One look at the tragic pastel ninja gracing the cover of the Modsecurity Handbook
will almost certainly lead one to conclude that no portion of its proceeds are being spent on life drawing classes or a competent art director’s salary, but, a grossly overpriced book with an embarrassingly awful cover illustration is better than no book at all; you can always rip the cover off if you’re worried your boss might fire you for reading anime comics at work.
Armed with its description of ModSecurity’s rule definition language (and a lot of trial-and-error) I believe I was able to successfully translate the venerable old mod_rewrite recipe into ModSecurity’s domain.
Here’s the config that I came up with:
SecRule HTTP_REFERER "!@rx ^$" phase:1,chain,auditlog,drop
SecRule HTTP_REFERER "!@pm mydomain.com mydomain.biz" chain
SecRule REQUEST_FILENAME "@rx \.(gif|jpg|png)$"
This logic should look amply familiar to anyone who’s ever used the mod_rewrite approach, so I’ll only go over some of the glaring differences.
First things first, only the first rule in a ModSecurity brand rule chain may declare disruptive
actions, and pretty much all meaningful actions are disruptive.
This translates into immediate confusion for the uninitiated reader, as it looks like you’re telling ModSecurity to drop the connection right there on the first condition. Rest assured, this is not the case so long as a chain action sits beside it.
Nobody ever said it was a good language grammar, just a powerful one.

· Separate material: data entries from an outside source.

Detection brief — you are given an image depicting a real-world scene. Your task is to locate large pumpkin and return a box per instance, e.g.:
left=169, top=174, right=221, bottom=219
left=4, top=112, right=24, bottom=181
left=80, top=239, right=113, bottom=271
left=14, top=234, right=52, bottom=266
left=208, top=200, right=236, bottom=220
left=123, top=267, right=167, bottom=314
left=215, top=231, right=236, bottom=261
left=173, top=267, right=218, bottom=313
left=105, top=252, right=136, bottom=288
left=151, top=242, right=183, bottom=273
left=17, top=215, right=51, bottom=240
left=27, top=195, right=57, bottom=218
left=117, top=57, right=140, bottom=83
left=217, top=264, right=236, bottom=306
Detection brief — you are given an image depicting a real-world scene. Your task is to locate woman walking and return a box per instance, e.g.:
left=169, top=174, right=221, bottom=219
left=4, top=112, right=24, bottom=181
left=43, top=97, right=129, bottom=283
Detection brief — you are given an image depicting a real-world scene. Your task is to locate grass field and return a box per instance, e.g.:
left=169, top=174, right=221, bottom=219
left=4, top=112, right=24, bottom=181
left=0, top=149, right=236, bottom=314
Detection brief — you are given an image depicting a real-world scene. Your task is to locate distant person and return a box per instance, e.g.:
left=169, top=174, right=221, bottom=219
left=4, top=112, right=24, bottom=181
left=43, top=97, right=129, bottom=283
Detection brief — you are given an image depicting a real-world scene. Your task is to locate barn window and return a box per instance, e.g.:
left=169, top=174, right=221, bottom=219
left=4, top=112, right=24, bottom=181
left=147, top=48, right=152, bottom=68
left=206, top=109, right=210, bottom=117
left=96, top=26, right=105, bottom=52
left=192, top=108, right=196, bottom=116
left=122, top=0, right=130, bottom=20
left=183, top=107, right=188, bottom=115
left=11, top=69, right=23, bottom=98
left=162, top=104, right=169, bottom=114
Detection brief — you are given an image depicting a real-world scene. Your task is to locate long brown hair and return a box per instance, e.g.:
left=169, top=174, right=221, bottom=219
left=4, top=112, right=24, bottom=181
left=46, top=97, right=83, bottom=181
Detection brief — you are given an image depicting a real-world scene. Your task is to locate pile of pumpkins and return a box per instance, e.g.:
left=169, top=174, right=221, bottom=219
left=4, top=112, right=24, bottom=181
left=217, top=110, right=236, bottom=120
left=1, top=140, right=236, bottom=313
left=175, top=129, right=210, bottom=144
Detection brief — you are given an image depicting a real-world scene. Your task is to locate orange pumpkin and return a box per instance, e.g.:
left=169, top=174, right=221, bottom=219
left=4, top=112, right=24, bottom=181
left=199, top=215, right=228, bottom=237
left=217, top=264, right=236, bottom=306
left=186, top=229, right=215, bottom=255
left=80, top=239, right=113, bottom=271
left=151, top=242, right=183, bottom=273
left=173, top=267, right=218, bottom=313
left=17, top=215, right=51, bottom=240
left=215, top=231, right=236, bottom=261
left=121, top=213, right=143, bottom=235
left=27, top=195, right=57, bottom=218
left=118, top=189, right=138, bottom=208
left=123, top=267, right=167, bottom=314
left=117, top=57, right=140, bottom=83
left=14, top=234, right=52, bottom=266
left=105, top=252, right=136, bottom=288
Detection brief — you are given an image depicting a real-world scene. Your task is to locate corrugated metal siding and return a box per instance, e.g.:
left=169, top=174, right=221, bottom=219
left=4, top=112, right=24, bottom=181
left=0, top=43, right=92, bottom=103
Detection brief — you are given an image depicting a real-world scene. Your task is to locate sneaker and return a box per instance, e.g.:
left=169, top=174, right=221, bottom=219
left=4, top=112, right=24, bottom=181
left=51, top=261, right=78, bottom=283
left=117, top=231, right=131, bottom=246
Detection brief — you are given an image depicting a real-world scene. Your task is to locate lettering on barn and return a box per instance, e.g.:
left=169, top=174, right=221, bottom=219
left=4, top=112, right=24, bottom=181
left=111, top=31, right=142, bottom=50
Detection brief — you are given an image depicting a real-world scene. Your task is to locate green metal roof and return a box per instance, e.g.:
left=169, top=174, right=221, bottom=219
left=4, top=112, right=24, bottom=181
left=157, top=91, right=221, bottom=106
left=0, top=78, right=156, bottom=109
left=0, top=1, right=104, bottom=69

The regex syntax is also a little different, but it should be fairly obvious to most people what’s going on—bangs negate the match and all that fun stuff. The @rx operator is not strictly necessary in this particular case, but disambiguation is always good in my book.
What’s really cool is that ModSecurity offers a faster alternative to regular expression parsing wherever you might have a lengthy list of straightforward options known as a Phrase Match;
indicated here in the second condition by the @pm operator. So long as your matching needs are simple, you can shove hundreds or even thousands of entries in here (or into a separate file) with relatively little performance degradation. Phrase matches are also case insensitive, which is nice.
But back to that first rule and its disruptive actions (which won’t actually fire off until the last rule in the chain matches against the request): That funky looking phase:1 declaration means that the request will be processed by this rule chain as soon as the request hits our server (i.e. in the first phase of the request). If it matches, nothing, not even a response code, goes back to the client as the TCP connection is torn down, and Apache simply pretends that the request never even happened from that point forward. Now we’re finally, actually conserving our precious resources!
Did I mention the logging is also much better? Because it is. tail -f one the next time you catch a dirty little leech and see for yourself. Tracking down false-positives is so much easier with ModSecurity that it’s really not even funny. This makes it a great way to block content-thieving bots, too.
Whatever you do, don’t make the mistake of thinking this preschool crap is all ModSecurity is good for (or that I’m the world’s foremost expert on the subject!), I just find it easier to start learning new things by re-implementing old things, and this is one old thing that’s always left a bad taste in my mouth.
Like mod_rewrite, this little module is a veritable powerhouse, sporting more features than any one person is ever likely to need all at once, and so it is well worth further study. No longer is your entire server at the mercy of whatever Bangalorean trade school dropout wrote that horrible WordPress plugin you just couldn’t live without. Need to verify an auth token inserted into your AJAX headers? Easy. Want to keep that constant stream of favicon.ico 404s out of your logs? Easy. Need to make sure no XSS attack ever gets anyone anywhere? That’s right: easy. Read the docs, buy the books that aren’t so hideous, and dig in.